Monday, August 15, 2011

H. Frederick Dylla Director's Matters

By H. Frederick Dylla, Executive Director

Need some good news?

For most of the Northern Hemisphere, the pace of activity slows down in August. Much of the working world tries to squeeze in a vacation, many governments take a break, and academia takes a few more summer breaths before the start of the fall term. The latest tremors in the world's economy, continued turmoil in the Middle East, the famine and conflict in Somalia, and surprising unrest in England have rattled our consciousness. That spate of bad news cries out for some positive news. I welcomed the minor splash that the impressive winners of Google's inaugural science fair were able to make in the national press. More than 10,000 students from 91 countries joined the online competition, and the top three winners were young women from the United States. Theirs is a reassuring story that highlights the opportunities in science available to young people. And it counters the misconception that young women have neither the interest nor the DNA to excel in science.

One of AIP's science correspondents, Steve Corneliussen, reported for Physics Today Online on the national coverage of the story, including an article published in the New York Times on July 18. Almost a month later, the reporter's characterization of the grand prize winner, Shree Bose, a 17-year-old high school student from Fort Worth, TX, still has me captivated with her achievements and her obvious fascination with scientific discovery:

Google Science Fair winners: Lauren Hodge, Shree Bose, and Naomi Shah "As a budding inventor and scientist, Shree Bose, in second grade, tried to make blue spinach. In fourth grade she built a remote-controlled garbage can. In eighth grade she invented a railroad tie made out of recycled plastic and granite dust, an achievement that got her to the top 30 in a national science competition for middle school students.
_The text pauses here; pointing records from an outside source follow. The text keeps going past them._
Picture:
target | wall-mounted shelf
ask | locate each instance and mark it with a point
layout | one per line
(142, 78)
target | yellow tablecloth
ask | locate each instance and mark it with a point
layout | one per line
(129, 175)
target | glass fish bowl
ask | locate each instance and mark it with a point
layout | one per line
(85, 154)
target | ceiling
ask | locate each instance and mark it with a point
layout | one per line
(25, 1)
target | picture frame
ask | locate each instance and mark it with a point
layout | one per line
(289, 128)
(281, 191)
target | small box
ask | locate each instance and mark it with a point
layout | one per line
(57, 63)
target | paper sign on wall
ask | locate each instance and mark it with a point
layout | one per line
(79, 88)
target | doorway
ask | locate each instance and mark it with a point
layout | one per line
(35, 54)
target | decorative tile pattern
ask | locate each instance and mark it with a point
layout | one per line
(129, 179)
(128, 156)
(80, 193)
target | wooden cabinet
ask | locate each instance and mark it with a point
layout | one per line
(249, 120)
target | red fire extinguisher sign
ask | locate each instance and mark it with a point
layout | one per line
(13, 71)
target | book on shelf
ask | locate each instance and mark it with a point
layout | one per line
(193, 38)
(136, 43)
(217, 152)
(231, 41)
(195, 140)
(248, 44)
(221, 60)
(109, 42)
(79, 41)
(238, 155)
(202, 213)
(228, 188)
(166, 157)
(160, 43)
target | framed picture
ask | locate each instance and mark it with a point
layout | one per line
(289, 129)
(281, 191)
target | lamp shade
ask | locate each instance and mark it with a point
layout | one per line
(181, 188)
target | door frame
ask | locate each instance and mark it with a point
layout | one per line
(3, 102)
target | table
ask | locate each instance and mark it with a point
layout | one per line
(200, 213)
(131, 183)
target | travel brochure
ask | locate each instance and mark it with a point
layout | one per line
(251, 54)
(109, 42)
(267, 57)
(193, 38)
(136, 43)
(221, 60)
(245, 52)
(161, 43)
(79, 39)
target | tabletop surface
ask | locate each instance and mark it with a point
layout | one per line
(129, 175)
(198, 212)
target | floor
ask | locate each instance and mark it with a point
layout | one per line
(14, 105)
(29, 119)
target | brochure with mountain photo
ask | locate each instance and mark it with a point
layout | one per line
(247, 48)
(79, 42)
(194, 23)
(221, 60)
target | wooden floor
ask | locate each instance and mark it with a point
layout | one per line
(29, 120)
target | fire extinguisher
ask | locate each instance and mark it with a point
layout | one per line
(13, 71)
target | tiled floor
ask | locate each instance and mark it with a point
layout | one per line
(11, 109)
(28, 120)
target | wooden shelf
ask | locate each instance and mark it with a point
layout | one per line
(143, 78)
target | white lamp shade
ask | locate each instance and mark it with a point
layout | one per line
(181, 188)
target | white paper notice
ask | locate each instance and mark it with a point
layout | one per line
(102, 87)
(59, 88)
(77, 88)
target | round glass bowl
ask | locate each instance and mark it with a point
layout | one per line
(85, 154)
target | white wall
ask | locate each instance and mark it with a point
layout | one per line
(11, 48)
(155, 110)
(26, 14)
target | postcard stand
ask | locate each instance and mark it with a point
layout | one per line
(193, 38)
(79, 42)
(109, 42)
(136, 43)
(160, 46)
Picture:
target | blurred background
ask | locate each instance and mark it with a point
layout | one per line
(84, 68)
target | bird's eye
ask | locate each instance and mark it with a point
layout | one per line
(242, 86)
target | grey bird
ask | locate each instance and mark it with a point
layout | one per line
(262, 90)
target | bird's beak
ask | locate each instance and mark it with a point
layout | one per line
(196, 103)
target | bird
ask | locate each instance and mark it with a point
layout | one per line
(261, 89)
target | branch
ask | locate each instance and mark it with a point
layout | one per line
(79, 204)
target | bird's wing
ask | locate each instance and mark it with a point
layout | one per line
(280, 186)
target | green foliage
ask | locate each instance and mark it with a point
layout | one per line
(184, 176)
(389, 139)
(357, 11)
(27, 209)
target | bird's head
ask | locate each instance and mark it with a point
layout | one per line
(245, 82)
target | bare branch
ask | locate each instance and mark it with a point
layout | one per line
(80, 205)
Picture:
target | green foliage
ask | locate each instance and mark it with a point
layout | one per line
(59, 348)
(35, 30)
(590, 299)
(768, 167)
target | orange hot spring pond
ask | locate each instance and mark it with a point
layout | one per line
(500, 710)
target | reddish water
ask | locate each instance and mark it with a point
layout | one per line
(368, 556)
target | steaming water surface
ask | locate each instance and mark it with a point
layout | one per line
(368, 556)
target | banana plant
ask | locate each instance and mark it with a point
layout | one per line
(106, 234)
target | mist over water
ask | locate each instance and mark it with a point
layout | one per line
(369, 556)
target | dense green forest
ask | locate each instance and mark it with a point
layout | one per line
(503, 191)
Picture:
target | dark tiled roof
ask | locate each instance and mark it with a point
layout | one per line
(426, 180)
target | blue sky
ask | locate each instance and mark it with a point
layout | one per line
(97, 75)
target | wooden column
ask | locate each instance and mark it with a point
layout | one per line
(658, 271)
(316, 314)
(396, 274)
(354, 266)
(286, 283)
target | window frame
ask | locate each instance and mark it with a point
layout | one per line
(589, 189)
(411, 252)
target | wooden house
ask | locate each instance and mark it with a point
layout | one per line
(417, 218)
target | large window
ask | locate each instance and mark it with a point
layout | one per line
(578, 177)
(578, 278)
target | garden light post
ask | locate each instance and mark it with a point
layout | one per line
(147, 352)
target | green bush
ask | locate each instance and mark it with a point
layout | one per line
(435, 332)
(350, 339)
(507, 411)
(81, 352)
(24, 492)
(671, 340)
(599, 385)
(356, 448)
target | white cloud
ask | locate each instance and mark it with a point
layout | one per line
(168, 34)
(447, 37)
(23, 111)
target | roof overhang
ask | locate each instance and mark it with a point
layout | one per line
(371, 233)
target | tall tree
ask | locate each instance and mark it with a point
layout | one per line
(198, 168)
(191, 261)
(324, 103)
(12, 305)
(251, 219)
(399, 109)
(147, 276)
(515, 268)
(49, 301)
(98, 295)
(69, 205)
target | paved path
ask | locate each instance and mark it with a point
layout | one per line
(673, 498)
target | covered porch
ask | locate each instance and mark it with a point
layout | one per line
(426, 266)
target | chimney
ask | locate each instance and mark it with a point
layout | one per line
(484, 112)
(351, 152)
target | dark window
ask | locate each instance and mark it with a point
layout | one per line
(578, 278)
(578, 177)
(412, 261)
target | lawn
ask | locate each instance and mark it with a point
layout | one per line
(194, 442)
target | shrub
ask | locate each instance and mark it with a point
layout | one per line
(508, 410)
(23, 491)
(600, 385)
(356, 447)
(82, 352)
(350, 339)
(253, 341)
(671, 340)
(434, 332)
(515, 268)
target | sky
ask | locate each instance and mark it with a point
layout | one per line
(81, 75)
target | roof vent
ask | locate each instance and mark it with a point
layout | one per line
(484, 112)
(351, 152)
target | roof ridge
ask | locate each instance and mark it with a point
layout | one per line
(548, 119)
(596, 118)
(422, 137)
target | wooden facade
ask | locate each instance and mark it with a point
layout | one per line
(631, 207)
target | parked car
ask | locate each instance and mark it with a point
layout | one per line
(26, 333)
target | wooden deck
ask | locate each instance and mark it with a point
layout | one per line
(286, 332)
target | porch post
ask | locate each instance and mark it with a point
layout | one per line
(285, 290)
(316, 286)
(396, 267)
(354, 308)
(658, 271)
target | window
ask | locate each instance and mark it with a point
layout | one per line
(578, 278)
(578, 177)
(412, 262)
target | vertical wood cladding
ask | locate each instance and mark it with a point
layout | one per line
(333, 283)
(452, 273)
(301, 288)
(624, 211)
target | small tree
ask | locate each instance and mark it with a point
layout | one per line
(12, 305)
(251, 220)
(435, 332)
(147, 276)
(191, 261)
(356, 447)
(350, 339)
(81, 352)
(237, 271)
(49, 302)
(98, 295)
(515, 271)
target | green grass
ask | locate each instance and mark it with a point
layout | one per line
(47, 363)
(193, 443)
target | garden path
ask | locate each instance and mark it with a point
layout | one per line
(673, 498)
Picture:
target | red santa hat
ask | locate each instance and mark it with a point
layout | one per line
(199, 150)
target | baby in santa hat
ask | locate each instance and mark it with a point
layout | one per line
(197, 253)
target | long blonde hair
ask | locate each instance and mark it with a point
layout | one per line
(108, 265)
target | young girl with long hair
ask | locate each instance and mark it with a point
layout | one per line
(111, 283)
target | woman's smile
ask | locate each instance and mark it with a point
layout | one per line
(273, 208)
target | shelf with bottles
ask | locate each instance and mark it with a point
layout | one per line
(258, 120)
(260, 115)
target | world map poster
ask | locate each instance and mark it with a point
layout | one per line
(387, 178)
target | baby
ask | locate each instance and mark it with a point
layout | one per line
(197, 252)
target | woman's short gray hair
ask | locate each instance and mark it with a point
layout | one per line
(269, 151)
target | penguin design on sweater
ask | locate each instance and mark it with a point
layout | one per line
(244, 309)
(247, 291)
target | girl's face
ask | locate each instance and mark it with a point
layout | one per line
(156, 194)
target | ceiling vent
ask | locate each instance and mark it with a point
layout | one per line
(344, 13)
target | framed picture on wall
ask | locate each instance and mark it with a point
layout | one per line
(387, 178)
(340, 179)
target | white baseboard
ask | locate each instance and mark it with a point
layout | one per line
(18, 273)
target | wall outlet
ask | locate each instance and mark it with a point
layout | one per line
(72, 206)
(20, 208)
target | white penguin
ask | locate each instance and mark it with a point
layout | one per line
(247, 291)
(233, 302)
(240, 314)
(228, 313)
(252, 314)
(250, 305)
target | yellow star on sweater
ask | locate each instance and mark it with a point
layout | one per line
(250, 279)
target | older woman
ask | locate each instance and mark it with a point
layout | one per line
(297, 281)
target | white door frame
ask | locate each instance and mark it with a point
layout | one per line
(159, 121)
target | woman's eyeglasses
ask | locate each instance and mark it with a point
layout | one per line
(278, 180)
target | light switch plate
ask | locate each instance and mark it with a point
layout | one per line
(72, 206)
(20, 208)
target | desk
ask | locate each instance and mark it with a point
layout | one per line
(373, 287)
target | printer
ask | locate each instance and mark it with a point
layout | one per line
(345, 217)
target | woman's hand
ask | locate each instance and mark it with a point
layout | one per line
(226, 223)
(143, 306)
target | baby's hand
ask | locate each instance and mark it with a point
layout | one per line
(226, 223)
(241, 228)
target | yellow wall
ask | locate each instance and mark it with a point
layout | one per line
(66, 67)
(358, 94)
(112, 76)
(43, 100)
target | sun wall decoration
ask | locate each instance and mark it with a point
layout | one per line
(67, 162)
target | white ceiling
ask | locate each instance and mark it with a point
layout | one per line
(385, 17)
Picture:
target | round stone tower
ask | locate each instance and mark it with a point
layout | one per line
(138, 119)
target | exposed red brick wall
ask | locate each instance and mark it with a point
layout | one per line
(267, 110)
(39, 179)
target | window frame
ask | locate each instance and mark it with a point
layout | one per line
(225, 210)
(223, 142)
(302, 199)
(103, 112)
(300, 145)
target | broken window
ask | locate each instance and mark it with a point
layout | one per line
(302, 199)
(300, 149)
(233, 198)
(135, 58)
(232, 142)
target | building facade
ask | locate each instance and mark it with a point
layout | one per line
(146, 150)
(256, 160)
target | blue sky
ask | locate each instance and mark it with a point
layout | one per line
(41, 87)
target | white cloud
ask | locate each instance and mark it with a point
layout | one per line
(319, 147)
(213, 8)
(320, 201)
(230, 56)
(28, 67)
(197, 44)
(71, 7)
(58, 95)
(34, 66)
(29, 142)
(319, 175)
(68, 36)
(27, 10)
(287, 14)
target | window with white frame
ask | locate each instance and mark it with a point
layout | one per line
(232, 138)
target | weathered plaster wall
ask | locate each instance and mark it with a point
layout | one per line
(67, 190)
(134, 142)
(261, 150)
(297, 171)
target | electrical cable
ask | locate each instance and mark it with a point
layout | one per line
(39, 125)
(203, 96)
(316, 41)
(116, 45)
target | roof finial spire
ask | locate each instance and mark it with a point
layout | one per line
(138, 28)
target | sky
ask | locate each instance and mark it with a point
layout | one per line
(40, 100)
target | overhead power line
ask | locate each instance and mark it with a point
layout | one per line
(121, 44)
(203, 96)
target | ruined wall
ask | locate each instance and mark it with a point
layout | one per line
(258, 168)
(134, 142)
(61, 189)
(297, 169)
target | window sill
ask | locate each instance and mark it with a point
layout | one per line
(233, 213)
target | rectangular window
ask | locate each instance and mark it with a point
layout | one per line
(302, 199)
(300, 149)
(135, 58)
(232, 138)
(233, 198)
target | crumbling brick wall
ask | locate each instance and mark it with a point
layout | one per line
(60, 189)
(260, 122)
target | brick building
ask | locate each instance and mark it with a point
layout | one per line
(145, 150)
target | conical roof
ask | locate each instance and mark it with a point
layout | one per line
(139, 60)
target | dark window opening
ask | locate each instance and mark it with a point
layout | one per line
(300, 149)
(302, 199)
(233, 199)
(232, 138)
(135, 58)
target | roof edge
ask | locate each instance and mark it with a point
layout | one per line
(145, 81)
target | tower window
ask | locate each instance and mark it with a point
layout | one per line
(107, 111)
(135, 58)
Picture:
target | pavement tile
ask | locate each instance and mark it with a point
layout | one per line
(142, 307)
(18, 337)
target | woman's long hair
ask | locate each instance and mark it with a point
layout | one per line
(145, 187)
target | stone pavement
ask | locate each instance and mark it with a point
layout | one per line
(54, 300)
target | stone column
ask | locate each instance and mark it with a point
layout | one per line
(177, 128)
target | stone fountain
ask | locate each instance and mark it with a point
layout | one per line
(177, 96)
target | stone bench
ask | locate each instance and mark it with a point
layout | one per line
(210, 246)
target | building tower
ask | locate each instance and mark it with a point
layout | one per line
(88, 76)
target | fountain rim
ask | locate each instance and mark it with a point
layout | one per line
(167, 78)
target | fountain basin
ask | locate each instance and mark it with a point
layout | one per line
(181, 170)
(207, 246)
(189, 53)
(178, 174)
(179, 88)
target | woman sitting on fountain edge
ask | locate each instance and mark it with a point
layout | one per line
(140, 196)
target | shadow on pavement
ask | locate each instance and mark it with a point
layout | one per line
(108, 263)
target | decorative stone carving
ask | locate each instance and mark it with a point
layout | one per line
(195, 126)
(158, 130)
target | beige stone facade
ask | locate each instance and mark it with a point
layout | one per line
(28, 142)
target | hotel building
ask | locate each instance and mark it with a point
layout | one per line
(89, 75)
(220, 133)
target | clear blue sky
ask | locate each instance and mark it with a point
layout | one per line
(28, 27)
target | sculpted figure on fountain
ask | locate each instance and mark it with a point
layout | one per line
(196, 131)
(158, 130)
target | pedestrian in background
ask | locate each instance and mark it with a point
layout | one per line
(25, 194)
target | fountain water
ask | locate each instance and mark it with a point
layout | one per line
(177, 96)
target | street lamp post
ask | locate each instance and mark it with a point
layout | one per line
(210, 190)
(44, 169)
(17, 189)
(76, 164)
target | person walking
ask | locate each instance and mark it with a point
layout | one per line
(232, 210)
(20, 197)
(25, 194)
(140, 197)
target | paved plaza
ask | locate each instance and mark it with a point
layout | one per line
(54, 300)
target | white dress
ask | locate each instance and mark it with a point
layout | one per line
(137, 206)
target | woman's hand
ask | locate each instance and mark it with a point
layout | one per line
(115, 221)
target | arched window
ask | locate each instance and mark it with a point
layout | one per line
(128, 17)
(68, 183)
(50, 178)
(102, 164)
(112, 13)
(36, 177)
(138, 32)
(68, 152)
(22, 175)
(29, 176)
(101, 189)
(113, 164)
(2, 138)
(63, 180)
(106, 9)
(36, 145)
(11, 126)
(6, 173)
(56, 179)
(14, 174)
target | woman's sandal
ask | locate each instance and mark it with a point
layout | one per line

In 11th grade Ms. Bose … tackled ovarian cancer, and that research won her the grand prize and $50,000 in the Google Science Fair….

For the winning research Ms. Bose looked at a chemotherapy drug, cisplatin, that is commonly taken by women with ovarian cancer. The problem is that the cancer cells tend to grow resistant to cisplatin over time, and Ms. Bose set out to find a way to counteract that.

She found the answer in a cellular energy protein known as AMPK … [that] added later on, when the cancer cells were growing resistant, … worked to maintain the effectiveness of cisplatin, allowing it to continue killing the malignant cells."

Such a finding would pass muster for many an NIH postgraduate research project. This young lady will no doubt have an even more productive research career as she passes rapidly through undergraduate and graduate training and joins the scientific workforce. But she has already contributed to the body of science.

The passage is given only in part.